Mayors by political party
| Party |  | 2021 | 2025 | Change |
|---|---|---|---|---|
|  | HDZ | 56 | 61 | +5 |
|  | Independent | 28 | 26 | −2 |
|  | SDP | 22 | 19 | −3 |
|  | IDS | 5 | 5 | 0 |
|  | NPS | 0 | 3 | +3 |
|  | Možemo! | 2 | 2 | 0 |
|  | HSLS | 1 | 2 | +1 |
|  | NLM | 1 | 2 | +1 |
|  | HSS | 1 | 1 | 0 |
|  | PGS | 1 | 1 | 0 |
|  | Most | 1 | 1 | 0 |
|  | DP | 1 | 1 | 0 |
|  | HS | 0 | 1 | +1 |
|  | LiPO | 0 | 1 | +1 |
|  | HSP | 2 | 1 | −1 |
|  | Focus | 3 | 1 | −2 |
|  | Centar | 1 | 0 | −1 |
|  | ŽZ | 1 | 0 | −1 |
|  | HNS-LD | 2 | 0 | −2 |
| Total |  | 128 | 128 |  |

== Elections in major cities ==

- 2025 Zagreb local elections
- 2025 Split local elections
- 2025 Rijeka local elections
- 2025 Osijek local elections

== Analysis ==
HDZ increased its number of county governors from 13 to 14 and its number of city mayors from 56 to 61. The party also increased its number of city and municipal mayors in Istria County and Primorje-Gorski Kotar County, traditional strongholds of IDS and SDP.

As expected, Tomislav Tomašević (Možemo) was re-elected as mayor of Zagreb, defeating the independent candidate Marija Selak-Raspudić.

In Split HDZ’s candidate Tomislav Šuta defeated the incumbent mayor
Ivica Puljak, who subsequently announced that he was retiring from active politics.

Rijeka, Croatia's third most populous city, elected a nonpartisan mayor for the first time since Croatia gained independence in 1991. SDP's candidate was eliminated in the first round. Iva Rinčić defeated the incumbent mayor Marko Filipović.

In Osijek the incumbent mayor Ivan Radić (HDZ) was re-elected by a landslide, winning more than 70% of the votes.

== Additional elections ==

In counties, cities, towns, and municipalities where the regular elections resulted in the underrepresentation of national minorities or ethnic Croats (where they constitute a minority), additional elections were held on 5 October 2025.

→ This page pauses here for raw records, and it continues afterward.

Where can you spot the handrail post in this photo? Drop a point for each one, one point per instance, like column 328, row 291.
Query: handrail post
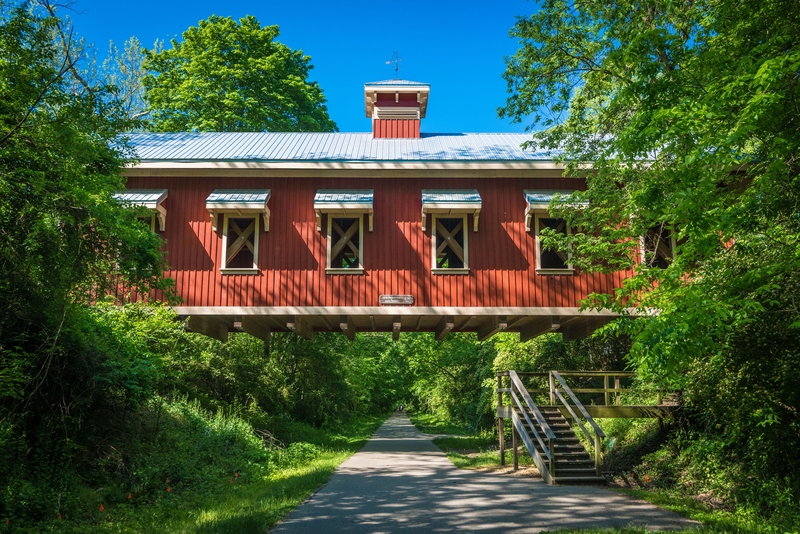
column 597, row 453
column 515, row 446
column 500, row 421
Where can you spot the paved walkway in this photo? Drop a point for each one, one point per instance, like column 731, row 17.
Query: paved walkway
column 401, row 482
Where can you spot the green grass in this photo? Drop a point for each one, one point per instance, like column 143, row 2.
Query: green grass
column 245, row 504
column 433, row 424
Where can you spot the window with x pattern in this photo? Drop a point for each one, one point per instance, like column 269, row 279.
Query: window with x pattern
column 551, row 260
column 344, row 242
column 450, row 244
column 659, row 244
column 241, row 242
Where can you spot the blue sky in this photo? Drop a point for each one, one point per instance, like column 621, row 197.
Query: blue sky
column 457, row 47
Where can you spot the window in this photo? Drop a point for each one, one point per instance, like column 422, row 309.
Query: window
column 151, row 199
column 345, row 243
column 149, row 221
column 242, row 212
column 449, row 210
column 551, row 261
column 240, row 245
column 346, row 210
column 449, row 243
column 658, row 246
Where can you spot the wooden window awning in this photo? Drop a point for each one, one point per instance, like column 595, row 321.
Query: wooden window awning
column 148, row 198
column 451, row 202
column 239, row 201
column 538, row 200
column 343, row 203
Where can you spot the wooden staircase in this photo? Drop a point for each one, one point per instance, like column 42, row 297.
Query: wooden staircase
column 573, row 464
column 549, row 436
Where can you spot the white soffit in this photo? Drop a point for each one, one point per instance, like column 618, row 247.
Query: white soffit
column 239, row 201
column 538, row 200
column 344, row 202
column 451, row 202
column 148, row 198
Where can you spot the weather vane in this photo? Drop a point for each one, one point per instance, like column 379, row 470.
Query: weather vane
column 396, row 59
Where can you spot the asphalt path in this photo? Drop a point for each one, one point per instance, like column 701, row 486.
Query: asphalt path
column 401, row 482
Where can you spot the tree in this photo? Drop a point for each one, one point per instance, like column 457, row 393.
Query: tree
column 65, row 239
column 125, row 72
column 689, row 114
column 232, row 76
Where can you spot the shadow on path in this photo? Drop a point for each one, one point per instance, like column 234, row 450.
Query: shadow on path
column 401, row 482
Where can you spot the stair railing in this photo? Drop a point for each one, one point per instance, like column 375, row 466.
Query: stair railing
column 599, row 435
column 540, row 429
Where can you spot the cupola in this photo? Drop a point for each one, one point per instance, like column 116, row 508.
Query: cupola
column 396, row 107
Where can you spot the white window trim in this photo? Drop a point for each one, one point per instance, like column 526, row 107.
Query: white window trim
column 465, row 233
column 240, row 270
column 673, row 245
column 539, row 269
column 339, row 270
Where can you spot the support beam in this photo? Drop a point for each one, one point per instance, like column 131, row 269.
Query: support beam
column 275, row 323
column 396, row 326
column 327, row 323
column 215, row 327
column 541, row 325
column 257, row 326
column 300, row 326
column 347, row 326
column 491, row 326
column 443, row 328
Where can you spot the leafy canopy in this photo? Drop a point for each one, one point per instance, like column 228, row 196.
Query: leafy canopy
column 689, row 113
column 233, row 76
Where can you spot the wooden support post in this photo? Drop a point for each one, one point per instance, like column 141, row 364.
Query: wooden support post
column 300, row 326
column 257, row 327
column 539, row 326
column 347, row 326
column 443, row 328
column 215, row 327
column 492, row 326
column 515, row 447
column 327, row 323
column 500, row 422
column 597, row 455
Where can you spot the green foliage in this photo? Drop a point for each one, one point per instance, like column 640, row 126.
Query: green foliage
column 689, row 114
column 230, row 76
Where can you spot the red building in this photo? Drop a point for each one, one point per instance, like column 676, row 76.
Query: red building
column 392, row 230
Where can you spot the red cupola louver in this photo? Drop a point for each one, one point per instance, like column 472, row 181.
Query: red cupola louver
column 396, row 107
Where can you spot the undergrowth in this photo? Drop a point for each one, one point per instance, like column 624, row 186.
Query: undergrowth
column 186, row 469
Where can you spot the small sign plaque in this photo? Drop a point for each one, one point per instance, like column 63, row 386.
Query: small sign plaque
column 397, row 300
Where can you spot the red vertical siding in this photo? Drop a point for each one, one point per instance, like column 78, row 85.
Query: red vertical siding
column 397, row 254
column 395, row 128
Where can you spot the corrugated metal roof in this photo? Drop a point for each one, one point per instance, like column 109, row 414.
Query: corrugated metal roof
column 344, row 196
column 397, row 82
column 447, row 196
column 331, row 147
column 256, row 197
column 142, row 197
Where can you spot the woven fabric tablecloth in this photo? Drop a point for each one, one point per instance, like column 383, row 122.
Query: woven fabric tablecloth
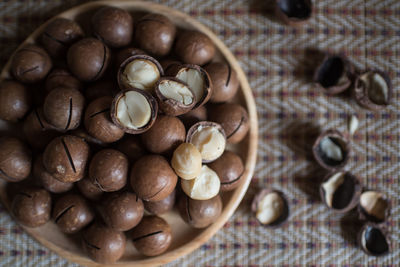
column 289, row 109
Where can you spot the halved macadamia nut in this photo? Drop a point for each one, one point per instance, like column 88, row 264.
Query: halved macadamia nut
column 373, row 89
column 270, row 207
column 340, row 191
column 134, row 110
column 139, row 71
column 374, row 206
column 331, row 150
column 374, row 240
column 174, row 96
column 196, row 78
column 334, row 74
column 209, row 138
column 186, row 161
column 205, row 186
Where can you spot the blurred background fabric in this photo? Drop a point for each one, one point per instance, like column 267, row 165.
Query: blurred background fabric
column 290, row 111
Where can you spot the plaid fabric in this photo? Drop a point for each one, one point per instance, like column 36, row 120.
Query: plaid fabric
column 289, row 109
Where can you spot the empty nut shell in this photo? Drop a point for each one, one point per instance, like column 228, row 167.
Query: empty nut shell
column 174, row 96
column 65, row 158
column 98, row 121
column 140, row 115
column 63, row 108
column 103, row 244
column 15, row 159
column 200, row 213
column 271, row 208
column 155, row 34
column 229, row 168
column 374, row 207
column 194, row 47
column 152, row 178
column 140, row 71
column 152, row 236
column 166, row 134
column 233, row 118
column 31, row 64
column 108, row 170
column 15, row 101
column 72, row 213
column 374, row 240
column 332, row 150
column 340, row 191
column 88, row 59
column 373, row 89
column 334, row 75
column 209, row 138
column 32, row 206
column 293, row 12
column 225, row 81
column 122, row 210
column 113, row 25
column 59, row 34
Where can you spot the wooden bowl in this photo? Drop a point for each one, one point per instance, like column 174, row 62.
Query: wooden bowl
column 185, row 238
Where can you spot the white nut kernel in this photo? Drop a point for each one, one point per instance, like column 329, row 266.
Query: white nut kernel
column 133, row 110
column 270, row 208
column 141, row 73
column 203, row 187
column 210, row 142
column 186, row 161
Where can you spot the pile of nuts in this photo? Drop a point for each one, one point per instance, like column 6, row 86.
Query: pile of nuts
column 115, row 132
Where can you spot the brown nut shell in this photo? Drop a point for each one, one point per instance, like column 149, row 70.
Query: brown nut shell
column 332, row 139
column 233, row 118
column 293, row 12
column 134, row 121
column 199, row 213
column 59, row 34
column 15, row 159
column 282, row 207
column 155, row 34
column 66, row 157
column 98, row 121
column 366, row 94
column 340, row 191
column 174, row 96
column 103, row 244
column 72, row 213
column 193, row 47
column 335, row 74
column 122, row 210
column 152, row 178
column 31, row 64
column 88, row 59
column 108, row 170
column 63, row 108
column 374, row 240
column 225, row 81
column 229, row 168
column 166, row 134
column 152, row 236
column 31, row 206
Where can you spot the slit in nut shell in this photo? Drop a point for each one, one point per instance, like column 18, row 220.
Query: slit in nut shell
column 134, row 111
column 140, row 72
column 209, row 138
column 205, row 186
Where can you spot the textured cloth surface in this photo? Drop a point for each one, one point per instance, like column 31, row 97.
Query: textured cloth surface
column 290, row 108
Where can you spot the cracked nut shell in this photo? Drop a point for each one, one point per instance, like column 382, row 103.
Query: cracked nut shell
column 152, row 236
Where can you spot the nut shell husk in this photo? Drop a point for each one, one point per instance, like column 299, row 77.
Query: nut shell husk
column 285, row 214
column 346, row 150
column 356, row 193
column 361, row 92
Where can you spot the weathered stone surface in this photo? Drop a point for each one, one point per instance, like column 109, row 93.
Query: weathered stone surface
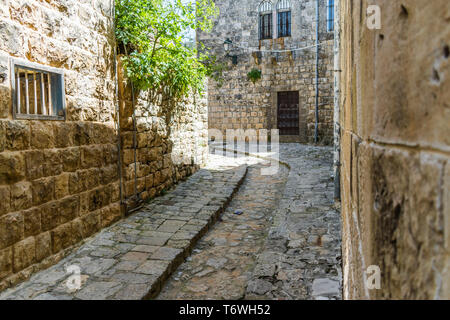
column 42, row 135
column 6, row 262
column 11, row 229
column 237, row 103
column 24, row 254
column 43, row 190
column 5, row 195
column 114, row 263
column 394, row 151
column 325, row 287
column 43, row 246
column 17, row 135
column 12, row 167
column 32, row 222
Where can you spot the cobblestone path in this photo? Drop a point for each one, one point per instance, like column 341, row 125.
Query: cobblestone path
column 302, row 255
column 222, row 262
column 285, row 244
column 132, row 258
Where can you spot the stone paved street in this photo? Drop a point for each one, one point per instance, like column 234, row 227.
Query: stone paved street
column 223, row 261
column 284, row 245
column 131, row 259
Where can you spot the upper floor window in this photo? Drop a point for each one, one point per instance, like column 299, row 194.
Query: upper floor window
column 330, row 15
column 284, row 18
column 38, row 91
column 265, row 20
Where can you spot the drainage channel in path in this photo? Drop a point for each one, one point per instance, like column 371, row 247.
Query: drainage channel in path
column 222, row 262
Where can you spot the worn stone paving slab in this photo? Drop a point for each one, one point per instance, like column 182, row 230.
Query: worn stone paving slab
column 222, row 262
column 302, row 254
column 286, row 245
column 132, row 258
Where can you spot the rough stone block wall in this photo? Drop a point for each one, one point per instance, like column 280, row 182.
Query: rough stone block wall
column 165, row 153
column 59, row 180
column 396, row 149
column 237, row 103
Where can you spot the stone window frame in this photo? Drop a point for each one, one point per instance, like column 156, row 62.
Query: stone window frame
column 284, row 12
column 330, row 15
column 265, row 10
column 57, row 89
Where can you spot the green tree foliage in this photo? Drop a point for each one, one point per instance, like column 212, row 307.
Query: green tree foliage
column 157, row 58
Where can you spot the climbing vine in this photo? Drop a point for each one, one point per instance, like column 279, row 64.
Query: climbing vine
column 157, row 58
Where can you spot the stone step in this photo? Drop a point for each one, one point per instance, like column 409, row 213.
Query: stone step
column 133, row 258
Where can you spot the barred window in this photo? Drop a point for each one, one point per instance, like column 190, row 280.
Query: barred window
column 330, row 15
column 284, row 18
column 265, row 20
column 38, row 91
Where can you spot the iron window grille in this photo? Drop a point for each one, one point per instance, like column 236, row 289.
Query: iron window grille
column 38, row 91
column 265, row 20
column 330, row 16
column 284, row 24
column 284, row 18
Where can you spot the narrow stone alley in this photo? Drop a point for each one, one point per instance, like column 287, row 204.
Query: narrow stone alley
column 223, row 261
column 268, row 236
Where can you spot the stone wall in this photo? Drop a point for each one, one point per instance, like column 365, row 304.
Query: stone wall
column 395, row 174
column 237, row 103
column 59, row 180
column 165, row 154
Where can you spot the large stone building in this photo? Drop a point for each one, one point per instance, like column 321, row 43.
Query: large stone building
column 395, row 120
column 63, row 173
column 277, row 38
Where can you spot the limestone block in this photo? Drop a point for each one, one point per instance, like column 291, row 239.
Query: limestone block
column 5, row 100
column 91, row 223
column 88, row 179
column 110, row 154
column 63, row 133
column 52, row 165
column 41, row 135
column 43, row 243
column 99, row 198
column 43, row 190
column 74, row 183
column 77, row 230
column 91, row 156
column 61, row 237
column 21, row 196
column 110, row 214
column 17, row 134
column 69, row 209
column 34, row 164
column 109, row 174
column 24, row 253
column 62, row 185
column 5, row 202
column 11, row 229
column 70, row 158
column 6, row 262
column 32, row 222
column 12, row 38
column 50, row 216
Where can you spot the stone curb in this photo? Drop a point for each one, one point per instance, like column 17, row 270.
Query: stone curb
column 157, row 285
column 105, row 257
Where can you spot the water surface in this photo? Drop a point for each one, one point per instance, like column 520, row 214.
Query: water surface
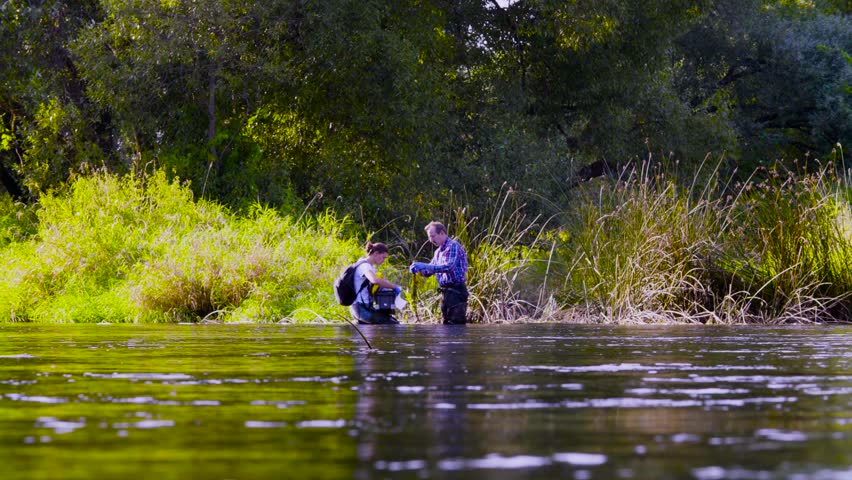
column 474, row 402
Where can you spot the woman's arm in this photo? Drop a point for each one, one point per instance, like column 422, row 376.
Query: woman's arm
column 374, row 279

The Government of Croatia initially called additional elections for 75 regional and local councils, but as no candidates were submitted for 12 of them, elections were ultimately conducted for 63 councils. In 50 local units, only a single political party submitted its list of candidates.

A total of 474 polling stations were opened on election day. The additional elections were marked by a very low voter turnout of 7.5%. The lowest turnout, only 1.07%, was recorded in the elections for the County Council of Istria. The highest turnout of 58.7% was registered in the municipality of Nijemci, where the Independent Democratic Serb Party received 65 votes, narrowly defeating the Social Democratic Party of Croatia, which won 58 votes.